[MLIR:TPU] Add document for space to depth transform pass.

PiperOrigin-RevId: 319886690
Change-Id: I122e13e3fe4bdcc7ba0f607d1b8adc266f3d65be
This commit is contained in:
A. Unique TensorFlower 2020-07-06 17:13:30 -07:00 committed by TensorFlower Gardener
parent a8c7599f48
commit 91417e256e
2 changed files with 195 additions and 0 deletions

Binary file not shown.

After

Width:  |  Height:  |  Size: 180 KiB

View File

@ -0,0 +1,195 @@
# Automatic Space to Depth Transform in MLIR Bridge
Author: wangtao@, yuanzx@, hinsu@, lyandy@, chiachenc@, aminim@, jpienaar@,
dehao@
## TL;DR
_This document describes an automatic space to depth transform for the first
convolution in the new MLIR bridge to improve MXU efficiency of low batch size
convolutions._
## Background
For image models, the first layer is usually not MXU friendly as it has a
feature size of 3. This results in poor performance especially with small batch.
One way to address this issue is to use the `space-to-depth` transform.

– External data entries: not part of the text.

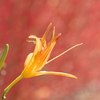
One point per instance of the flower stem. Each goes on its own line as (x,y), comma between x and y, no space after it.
(10,86)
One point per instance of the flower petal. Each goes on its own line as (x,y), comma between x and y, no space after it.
(38,46)
(51,73)
(46,53)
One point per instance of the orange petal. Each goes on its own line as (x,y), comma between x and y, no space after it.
(38,46)
(46,32)
(52,73)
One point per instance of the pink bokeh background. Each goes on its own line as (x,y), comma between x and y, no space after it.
(78,21)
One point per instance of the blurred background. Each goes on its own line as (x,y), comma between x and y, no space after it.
(78,21)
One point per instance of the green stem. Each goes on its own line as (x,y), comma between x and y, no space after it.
(10,86)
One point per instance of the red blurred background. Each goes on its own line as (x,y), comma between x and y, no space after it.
(78,21)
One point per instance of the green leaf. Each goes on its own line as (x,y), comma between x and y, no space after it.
(3,55)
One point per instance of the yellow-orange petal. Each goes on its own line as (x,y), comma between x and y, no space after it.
(51,73)
(28,59)
(38,46)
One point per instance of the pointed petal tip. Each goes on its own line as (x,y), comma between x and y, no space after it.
(32,36)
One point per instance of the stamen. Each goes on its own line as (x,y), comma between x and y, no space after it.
(64,52)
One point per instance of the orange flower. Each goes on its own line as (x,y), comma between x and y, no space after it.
(39,58)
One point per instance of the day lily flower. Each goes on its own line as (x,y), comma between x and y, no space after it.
(36,60)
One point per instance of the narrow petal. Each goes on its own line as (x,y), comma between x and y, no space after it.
(45,34)
(38,46)
(51,73)
(46,53)
(28,59)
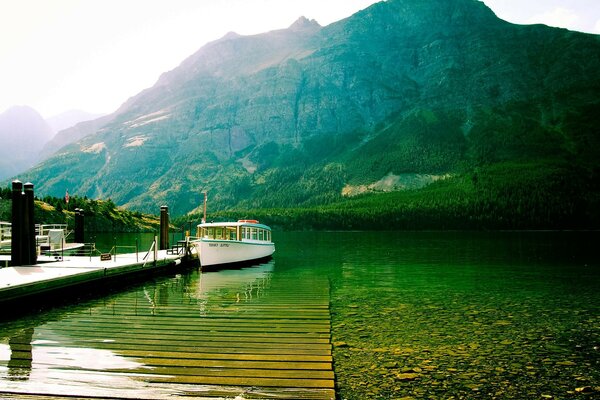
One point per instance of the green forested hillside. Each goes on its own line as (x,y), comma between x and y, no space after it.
(100,216)
(410,113)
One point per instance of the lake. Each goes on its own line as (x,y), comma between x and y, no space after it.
(414,314)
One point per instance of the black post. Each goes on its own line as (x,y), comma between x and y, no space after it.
(79,224)
(16,224)
(29,245)
(164,228)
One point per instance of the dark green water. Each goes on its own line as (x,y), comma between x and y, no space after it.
(450,315)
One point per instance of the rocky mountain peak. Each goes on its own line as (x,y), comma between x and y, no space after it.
(304,23)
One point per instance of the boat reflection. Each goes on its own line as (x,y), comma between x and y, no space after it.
(244,283)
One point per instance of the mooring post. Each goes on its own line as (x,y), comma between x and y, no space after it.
(28,244)
(79,223)
(164,227)
(16,224)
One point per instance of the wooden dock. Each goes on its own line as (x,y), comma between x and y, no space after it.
(56,274)
(233,334)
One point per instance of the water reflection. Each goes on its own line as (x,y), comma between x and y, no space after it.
(19,365)
(127,341)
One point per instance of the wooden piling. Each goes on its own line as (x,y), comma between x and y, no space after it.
(164,227)
(29,256)
(16,226)
(79,224)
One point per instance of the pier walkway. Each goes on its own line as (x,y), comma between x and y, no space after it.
(53,274)
(229,334)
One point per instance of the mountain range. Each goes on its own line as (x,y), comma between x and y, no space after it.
(23,133)
(27,138)
(402,95)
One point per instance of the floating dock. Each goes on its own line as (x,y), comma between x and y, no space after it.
(228,334)
(22,284)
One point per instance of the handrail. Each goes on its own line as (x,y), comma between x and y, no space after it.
(148,253)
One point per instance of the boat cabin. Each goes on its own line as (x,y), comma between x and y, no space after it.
(242,231)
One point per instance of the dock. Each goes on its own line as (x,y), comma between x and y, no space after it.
(232,334)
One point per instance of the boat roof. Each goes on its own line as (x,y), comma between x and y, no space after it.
(243,222)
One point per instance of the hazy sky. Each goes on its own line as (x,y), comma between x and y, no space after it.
(57,55)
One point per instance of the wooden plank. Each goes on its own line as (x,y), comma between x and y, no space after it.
(244,381)
(259,350)
(198,334)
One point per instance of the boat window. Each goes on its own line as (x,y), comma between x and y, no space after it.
(231,233)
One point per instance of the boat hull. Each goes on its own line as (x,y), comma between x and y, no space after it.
(216,252)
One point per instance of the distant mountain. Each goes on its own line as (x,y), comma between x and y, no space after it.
(23,133)
(73,133)
(398,96)
(69,119)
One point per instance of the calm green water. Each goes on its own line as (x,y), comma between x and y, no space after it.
(449,315)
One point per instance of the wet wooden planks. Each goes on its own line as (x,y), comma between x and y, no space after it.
(269,344)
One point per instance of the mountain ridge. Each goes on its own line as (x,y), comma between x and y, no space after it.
(291,117)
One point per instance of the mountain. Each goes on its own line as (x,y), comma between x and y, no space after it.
(76,126)
(23,132)
(70,118)
(402,95)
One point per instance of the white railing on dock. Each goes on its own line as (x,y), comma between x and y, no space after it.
(150,250)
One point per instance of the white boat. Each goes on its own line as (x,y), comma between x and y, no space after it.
(243,241)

This
optimization tiles the 2x2 space dimensions to the feature dimension so that the
feature dimension becomes 3\*4=12, which is more MXU friendly. In order to make
this optimization efficient, the shape of the weight needs to be padded and
transposed to the shape that the convolution emitter expects. The input also
needs to be transposed on the host and padded on the device to make the
convolution efficient. Although a 2x2 space-to-depth transform works only when
the first convolution has a stride of 2, many image models, ResNet-like in
particular, have a stride-2 convolution in the first layer.
Space to depth helped models such as MaskRCNN, SSD and I3D gain more than 2X
speedup and reduce memory usage in the first convolution.
The first convolution in many image models, including ResNet or ResNet-like, is
a (kernel=7, stride=2) 2D convolution. The input of the convolution is images,
which usually has RGB channels. The input of this first convolution is of shape
[batch\_size, height, width, 3] and the kernel size is [kernel\_size,
kernel\_size, 3, out\_channel]. Space to depth is to transform this first
convolution's input to [batch\_size, height // stride, width // stride, 3 \*
stride \* stride] and the kernel to [kernel\_size // stride, kernel\_size //
stride, 3 \* stride \* stride, out\_channel] to improve TPU MXU utilization.
![drawings](images/sapce_to_depth_transform.png)
This optimization can be automatically done by the graph optimizer where weight
transformation is done at variable loading time and the input transformation is
done for every inference invocation. A further optimization can fuse this (at
host) with the double transpose to minimize memory operation on host.
## Proposed Method
**block\_size** is defined as the number of space sizes transformed to the depth
dimension. _stride % block\_size == 0_ and _stride >= block\_size_ is required
to do the transform. There are three parts of automatically space to depth
transformation:
1. Transform input on the host.
Space-to-depth performs the following permutation, which is equivalent to
`tf.nn.space_to_depth`.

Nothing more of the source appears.